I was lucky enough to come home just before she passed. A vacation that was going to be difficult for me, as I had finally been facing the list of problems from my childhood, but it quickly became something else. The day after I arrived, staying with Ryan and Sarah, the news came that it was time to move Deb to the hospice, the last step as we all know. I had hoped to get a visit in, but that quickly became questionable as things deteriorated. On the last day, I got the news that I could pop by before I headed to the airport to fly back to Victoria, and I jumped at the opportunity. When I walked into the room, there was Deb, and while she may have spoken a little slower, she was still Deb.

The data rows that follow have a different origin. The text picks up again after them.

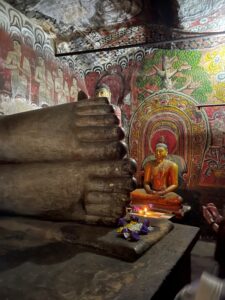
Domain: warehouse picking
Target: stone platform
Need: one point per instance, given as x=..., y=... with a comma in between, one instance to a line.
x=58, y=270
x=20, y=234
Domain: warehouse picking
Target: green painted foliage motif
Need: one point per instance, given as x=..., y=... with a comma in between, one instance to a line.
x=174, y=70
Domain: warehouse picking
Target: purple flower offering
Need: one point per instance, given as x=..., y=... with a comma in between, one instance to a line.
x=144, y=229
x=134, y=218
x=146, y=222
x=134, y=236
x=121, y=222
x=125, y=233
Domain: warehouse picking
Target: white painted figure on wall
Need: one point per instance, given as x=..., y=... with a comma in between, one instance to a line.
x=61, y=88
x=41, y=79
x=74, y=91
x=20, y=71
x=104, y=91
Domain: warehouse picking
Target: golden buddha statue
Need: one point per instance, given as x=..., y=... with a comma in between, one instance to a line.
x=160, y=181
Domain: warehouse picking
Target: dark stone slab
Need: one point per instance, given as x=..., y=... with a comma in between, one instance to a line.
x=62, y=271
x=18, y=234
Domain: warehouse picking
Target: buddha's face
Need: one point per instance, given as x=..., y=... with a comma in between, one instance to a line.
x=160, y=153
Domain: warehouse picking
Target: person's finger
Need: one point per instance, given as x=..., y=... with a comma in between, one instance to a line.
x=96, y=120
x=96, y=133
x=214, y=211
x=111, y=185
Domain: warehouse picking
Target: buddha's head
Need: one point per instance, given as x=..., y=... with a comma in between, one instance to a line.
x=103, y=91
x=161, y=151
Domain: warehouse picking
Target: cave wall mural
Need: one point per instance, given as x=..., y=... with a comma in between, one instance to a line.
x=177, y=81
x=30, y=75
x=143, y=81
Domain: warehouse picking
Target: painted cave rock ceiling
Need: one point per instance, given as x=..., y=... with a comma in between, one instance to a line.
x=97, y=24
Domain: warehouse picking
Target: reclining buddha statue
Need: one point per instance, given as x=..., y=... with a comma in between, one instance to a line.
x=160, y=181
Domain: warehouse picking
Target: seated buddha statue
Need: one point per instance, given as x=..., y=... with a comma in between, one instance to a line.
x=160, y=181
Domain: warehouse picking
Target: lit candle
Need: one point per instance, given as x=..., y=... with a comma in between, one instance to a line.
x=145, y=211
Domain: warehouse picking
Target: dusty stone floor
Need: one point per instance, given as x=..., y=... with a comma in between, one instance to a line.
x=202, y=259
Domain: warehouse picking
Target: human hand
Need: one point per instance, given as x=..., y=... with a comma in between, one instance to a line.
x=215, y=213
x=207, y=215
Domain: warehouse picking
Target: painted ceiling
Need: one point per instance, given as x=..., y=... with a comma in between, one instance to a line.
x=82, y=26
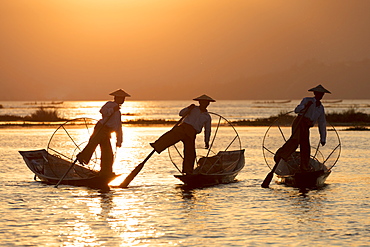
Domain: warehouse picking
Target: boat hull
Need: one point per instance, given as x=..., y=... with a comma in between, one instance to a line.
x=205, y=180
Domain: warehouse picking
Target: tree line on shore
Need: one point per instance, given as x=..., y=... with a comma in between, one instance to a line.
x=350, y=117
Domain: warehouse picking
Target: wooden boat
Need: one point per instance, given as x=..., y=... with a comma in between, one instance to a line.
x=290, y=173
x=50, y=168
x=219, y=169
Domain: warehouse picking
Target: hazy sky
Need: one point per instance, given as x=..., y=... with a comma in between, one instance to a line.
x=175, y=49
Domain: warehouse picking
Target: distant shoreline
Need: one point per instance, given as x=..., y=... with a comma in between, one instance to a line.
x=50, y=118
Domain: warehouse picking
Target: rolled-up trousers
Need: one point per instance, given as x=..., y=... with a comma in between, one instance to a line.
x=101, y=136
x=185, y=133
x=300, y=136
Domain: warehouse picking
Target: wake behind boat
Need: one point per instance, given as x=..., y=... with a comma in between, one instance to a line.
x=50, y=169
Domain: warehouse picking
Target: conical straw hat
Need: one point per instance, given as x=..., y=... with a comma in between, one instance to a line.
x=204, y=97
x=120, y=93
x=319, y=89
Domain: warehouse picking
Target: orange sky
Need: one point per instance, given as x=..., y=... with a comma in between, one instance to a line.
x=166, y=49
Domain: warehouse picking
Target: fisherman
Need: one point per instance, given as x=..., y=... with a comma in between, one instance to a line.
x=194, y=119
x=309, y=111
x=110, y=122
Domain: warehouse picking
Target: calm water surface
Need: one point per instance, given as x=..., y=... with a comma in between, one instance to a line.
x=156, y=211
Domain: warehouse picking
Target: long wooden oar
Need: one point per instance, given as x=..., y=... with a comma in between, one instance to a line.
x=134, y=172
x=270, y=175
x=138, y=168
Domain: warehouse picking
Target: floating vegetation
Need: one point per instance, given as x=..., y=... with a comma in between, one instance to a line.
x=357, y=128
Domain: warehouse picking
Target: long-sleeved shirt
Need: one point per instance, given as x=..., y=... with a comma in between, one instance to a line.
x=198, y=119
x=315, y=114
x=112, y=119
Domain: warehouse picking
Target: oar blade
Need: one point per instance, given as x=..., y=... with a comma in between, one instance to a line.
x=131, y=176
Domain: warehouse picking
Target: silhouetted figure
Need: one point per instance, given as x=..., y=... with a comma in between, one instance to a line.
x=196, y=117
x=110, y=122
x=309, y=111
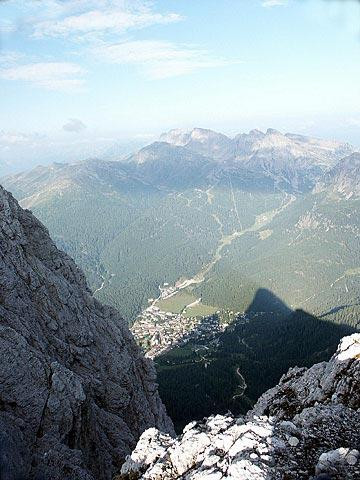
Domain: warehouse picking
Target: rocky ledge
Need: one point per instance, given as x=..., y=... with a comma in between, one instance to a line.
x=75, y=390
x=307, y=427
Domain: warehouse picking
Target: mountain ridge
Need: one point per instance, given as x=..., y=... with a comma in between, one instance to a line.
x=72, y=380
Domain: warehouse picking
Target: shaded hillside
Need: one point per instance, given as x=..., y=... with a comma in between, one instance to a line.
x=75, y=390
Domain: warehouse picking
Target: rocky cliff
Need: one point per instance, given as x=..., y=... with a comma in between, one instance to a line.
x=75, y=391
x=306, y=427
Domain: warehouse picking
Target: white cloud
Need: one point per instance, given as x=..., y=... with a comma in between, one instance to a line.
x=9, y=58
x=50, y=75
x=159, y=59
x=74, y=125
x=17, y=138
x=274, y=3
x=113, y=18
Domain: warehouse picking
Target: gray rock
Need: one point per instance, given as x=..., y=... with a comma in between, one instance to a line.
x=75, y=391
x=307, y=427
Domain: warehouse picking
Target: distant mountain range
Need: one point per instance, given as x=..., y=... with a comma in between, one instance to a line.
x=178, y=200
x=261, y=230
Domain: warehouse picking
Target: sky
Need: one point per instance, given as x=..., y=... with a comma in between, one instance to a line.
x=80, y=76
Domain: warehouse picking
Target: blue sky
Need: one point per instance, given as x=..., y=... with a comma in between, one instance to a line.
x=78, y=75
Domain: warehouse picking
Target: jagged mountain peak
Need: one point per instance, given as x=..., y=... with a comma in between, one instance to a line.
x=72, y=380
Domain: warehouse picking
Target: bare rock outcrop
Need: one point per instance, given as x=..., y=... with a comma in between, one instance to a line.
x=75, y=390
x=307, y=427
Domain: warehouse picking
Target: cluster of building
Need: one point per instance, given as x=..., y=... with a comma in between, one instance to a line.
x=157, y=331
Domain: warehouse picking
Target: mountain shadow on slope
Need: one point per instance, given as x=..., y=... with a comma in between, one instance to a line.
x=201, y=378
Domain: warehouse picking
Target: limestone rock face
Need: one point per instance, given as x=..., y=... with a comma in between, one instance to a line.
x=307, y=427
x=75, y=391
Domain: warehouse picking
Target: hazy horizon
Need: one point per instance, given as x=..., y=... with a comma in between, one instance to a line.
x=78, y=77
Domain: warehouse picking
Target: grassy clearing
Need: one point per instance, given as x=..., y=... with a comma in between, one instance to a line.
x=176, y=303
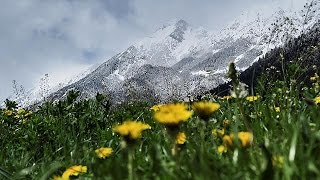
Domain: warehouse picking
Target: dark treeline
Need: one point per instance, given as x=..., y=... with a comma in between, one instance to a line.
x=300, y=55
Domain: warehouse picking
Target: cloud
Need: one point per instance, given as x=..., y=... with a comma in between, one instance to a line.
x=66, y=36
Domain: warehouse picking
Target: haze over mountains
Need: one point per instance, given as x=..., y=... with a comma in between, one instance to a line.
x=180, y=60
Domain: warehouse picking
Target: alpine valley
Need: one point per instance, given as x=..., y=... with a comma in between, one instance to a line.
x=178, y=60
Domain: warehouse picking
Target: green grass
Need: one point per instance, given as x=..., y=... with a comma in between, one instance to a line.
x=61, y=135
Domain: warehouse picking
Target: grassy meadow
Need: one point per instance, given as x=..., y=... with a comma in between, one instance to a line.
x=269, y=132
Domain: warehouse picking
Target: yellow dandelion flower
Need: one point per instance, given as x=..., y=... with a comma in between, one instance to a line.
x=222, y=149
x=172, y=114
x=218, y=132
x=313, y=78
x=156, y=107
x=131, y=129
x=74, y=171
x=181, y=138
x=245, y=138
x=317, y=100
x=228, y=140
x=252, y=98
x=226, y=98
x=103, y=152
x=278, y=161
x=205, y=108
x=8, y=112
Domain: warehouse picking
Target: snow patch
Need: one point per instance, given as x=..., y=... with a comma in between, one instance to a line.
x=201, y=73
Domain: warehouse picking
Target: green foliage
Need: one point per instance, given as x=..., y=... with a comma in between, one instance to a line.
x=59, y=135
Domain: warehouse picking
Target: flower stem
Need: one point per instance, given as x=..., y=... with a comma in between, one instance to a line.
x=130, y=164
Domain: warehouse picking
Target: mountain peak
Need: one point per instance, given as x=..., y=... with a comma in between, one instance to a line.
x=180, y=28
x=181, y=24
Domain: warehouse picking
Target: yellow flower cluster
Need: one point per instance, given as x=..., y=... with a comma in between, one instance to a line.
x=172, y=114
x=72, y=171
x=317, y=100
x=156, y=107
x=204, y=109
x=226, y=98
x=103, y=152
x=131, y=129
x=181, y=138
x=278, y=161
x=252, y=98
x=245, y=139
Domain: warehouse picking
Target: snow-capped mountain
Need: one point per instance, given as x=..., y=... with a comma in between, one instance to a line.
x=179, y=60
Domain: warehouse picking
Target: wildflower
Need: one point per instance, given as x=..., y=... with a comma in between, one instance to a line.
x=239, y=91
x=28, y=114
x=317, y=100
x=278, y=161
x=252, y=98
x=103, y=152
x=245, y=138
x=72, y=171
x=59, y=178
x=204, y=108
x=156, y=107
x=222, y=149
x=172, y=114
x=228, y=140
x=181, y=138
x=226, y=98
x=8, y=112
x=21, y=111
x=313, y=78
x=226, y=122
x=218, y=132
x=131, y=129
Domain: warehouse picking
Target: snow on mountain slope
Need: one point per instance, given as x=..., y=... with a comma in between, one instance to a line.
x=180, y=60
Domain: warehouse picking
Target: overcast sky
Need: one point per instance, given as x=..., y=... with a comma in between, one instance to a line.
x=63, y=37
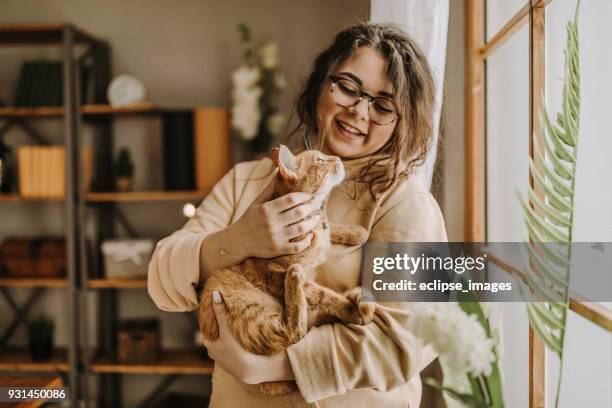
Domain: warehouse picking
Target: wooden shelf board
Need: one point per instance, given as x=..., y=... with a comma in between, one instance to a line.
x=18, y=359
x=117, y=283
x=88, y=110
x=19, y=198
x=37, y=33
x=115, y=196
x=33, y=282
x=171, y=362
x=146, y=196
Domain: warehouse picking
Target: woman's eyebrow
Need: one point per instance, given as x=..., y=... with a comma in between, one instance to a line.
x=360, y=83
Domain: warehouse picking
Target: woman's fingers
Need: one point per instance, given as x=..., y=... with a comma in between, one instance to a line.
x=299, y=246
x=302, y=227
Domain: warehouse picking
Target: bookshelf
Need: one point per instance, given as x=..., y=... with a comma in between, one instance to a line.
x=33, y=282
x=18, y=359
x=84, y=270
x=86, y=110
x=101, y=197
x=172, y=361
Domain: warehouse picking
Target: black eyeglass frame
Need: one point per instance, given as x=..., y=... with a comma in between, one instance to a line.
x=334, y=80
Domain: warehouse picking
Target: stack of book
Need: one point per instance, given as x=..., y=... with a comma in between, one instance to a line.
x=42, y=171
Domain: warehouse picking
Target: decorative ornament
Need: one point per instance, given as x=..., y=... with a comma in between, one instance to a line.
x=125, y=90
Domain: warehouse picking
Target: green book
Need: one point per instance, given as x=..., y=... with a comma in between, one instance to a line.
x=20, y=86
x=28, y=69
x=38, y=83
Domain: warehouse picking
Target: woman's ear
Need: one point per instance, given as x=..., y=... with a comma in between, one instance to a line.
x=285, y=161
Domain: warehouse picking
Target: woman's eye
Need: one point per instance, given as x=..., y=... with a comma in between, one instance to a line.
x=348, y=88
x=383, y=106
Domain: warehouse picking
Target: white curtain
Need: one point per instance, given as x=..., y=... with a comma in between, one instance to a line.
x=426, y=21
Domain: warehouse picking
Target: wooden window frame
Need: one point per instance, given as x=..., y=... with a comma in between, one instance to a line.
x=477, y=50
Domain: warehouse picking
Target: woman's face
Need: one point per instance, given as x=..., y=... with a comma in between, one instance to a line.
x=367, y=68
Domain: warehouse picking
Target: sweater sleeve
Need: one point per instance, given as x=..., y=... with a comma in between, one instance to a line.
x=384, y=354
x=174, y=269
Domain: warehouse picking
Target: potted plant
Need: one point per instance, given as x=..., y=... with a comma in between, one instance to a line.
x=124, y=171
x=40, y=338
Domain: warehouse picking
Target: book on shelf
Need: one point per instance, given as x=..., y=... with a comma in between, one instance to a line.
x=41, y=83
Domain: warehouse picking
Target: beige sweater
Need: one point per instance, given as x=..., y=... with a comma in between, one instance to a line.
x=335, y=365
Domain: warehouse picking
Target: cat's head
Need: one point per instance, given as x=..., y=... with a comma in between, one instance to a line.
x=310, y=171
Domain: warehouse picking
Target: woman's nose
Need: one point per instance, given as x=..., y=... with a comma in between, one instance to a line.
x=361, y=109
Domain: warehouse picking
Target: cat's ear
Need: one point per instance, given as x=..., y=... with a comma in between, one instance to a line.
x=285, y=161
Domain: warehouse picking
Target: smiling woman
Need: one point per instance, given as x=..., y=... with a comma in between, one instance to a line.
x=369, y=101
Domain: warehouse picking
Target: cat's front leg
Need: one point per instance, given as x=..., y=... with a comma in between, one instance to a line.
x=349, y=307
x=348, y=234
x=296, y=307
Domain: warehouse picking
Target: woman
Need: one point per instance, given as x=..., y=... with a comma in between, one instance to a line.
x=368, y=100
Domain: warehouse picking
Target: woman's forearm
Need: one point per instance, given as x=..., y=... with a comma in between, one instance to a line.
x=219, y=250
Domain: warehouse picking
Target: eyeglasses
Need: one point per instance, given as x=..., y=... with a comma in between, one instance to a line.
x=346, y=93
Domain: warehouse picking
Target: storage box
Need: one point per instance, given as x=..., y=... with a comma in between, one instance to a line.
x=138, y=341
x=127, y=258
x=41, y=257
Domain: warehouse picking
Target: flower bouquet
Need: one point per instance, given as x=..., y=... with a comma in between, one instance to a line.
x=469, y=354
x=256, y=86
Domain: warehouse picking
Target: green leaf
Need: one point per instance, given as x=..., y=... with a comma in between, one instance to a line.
x=546, y=269
x=552, y=233
x=552, y=255
x=550, y=212
x=558, y=183
x=557, y=136
x=549, y=339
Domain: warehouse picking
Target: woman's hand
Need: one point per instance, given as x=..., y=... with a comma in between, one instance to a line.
x=266, y=228
x=247, y=367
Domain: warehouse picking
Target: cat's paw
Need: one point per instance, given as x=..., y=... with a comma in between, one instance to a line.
x=360, y=235
x=296, y=275
x=365, y=310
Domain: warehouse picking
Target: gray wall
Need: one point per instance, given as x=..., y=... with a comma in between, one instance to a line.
x=183, y=52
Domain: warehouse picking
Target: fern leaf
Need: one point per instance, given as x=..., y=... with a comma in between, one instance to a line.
x=550, y=212
x=551, y=218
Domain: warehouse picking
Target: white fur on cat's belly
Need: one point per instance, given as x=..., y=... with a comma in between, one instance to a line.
x=330, y=182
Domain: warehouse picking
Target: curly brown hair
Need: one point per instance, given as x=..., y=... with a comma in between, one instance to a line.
x=414, y=94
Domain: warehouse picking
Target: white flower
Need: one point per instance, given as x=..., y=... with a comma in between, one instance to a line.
x=247, y=95
x=275, y=123
x=245, y=76
x=245, y=119
x=269, y=55
x=460, y=339
x=279, y=81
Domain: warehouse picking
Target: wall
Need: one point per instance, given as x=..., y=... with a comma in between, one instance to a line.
x=183, y=52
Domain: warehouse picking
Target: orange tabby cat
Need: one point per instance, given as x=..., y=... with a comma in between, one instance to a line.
x=268, y=299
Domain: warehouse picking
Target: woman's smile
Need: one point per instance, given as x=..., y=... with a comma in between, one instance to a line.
x=348, y=131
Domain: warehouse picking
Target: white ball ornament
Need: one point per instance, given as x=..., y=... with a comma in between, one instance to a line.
x=125, y=90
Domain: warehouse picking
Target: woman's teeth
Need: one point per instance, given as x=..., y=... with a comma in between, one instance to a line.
x=349, y=128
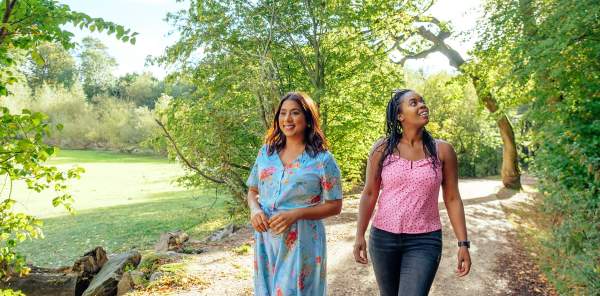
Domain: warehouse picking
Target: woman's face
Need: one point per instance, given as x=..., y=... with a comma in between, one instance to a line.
x=292, y=121
x=413, y=110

“DEB!” I started, “Quick, grab your bags, I’m springing you from this joint and we’re heading to Mexico!”
“Perfect” she replied with a chuckle, “I’m ready.”
We chatted for as long as I could before I had to rush to the airport, and it was like nothing had changed, like we were still sitting in the garage just catching up. Deb was Deb, asking how Bronson, my dog, was doing, how my wife was, and wishing they could be there. We talked about life on the Island, and wise cracked about the pace of life there. We joked and laughed, and to me, even with the machines, the meds, and the slow speech, she was one hundred percent still Deb. At the last minute I stood up and said remorsefully that I had to go. She looked up at me and said how nice it was to see me. I got to say “I love you”, unfortunately the only time I ever said the words out loud to her. She said them back and we both welled up as I moved to the door. I’ll never forget that moment as long as I live.
The next day, the news came. Nearly three years after being told she had six months left, Deb packed it in. She had fought for as long as she could, and boy she was a fighter. In the following days after speaking with Ryan, I found out about Deb’s wishes around a funeral and all I could do was laugh with tears in my eyes. In classic Deb style, she refused to spend a cent more than necessary on a funeral, she didn’t want to waste money on it. She wanted to be cremated and wanted the cheapest urn available. Even then she was a pistol, and to be honest, I just wish I could have sat in on the conversation with the funeral home. I’m sure she gave them all of the gears, cause that was Deb.
I think I speak for all her adopted children, us band of misfits, when I say, I am so very thankful that she was there for us. I’m so thankful for every car ride, every meal, every smoke in the garage and the conversation that went with it. She changed a lot of lives, and she was one of the most powerful personalities I ever got to know. Deb will live on in all of us, in our hearts, in our minds, in our stories and in how we treat the world, hopefully just like she did, with care, compassion and the odd middle finger when necessary.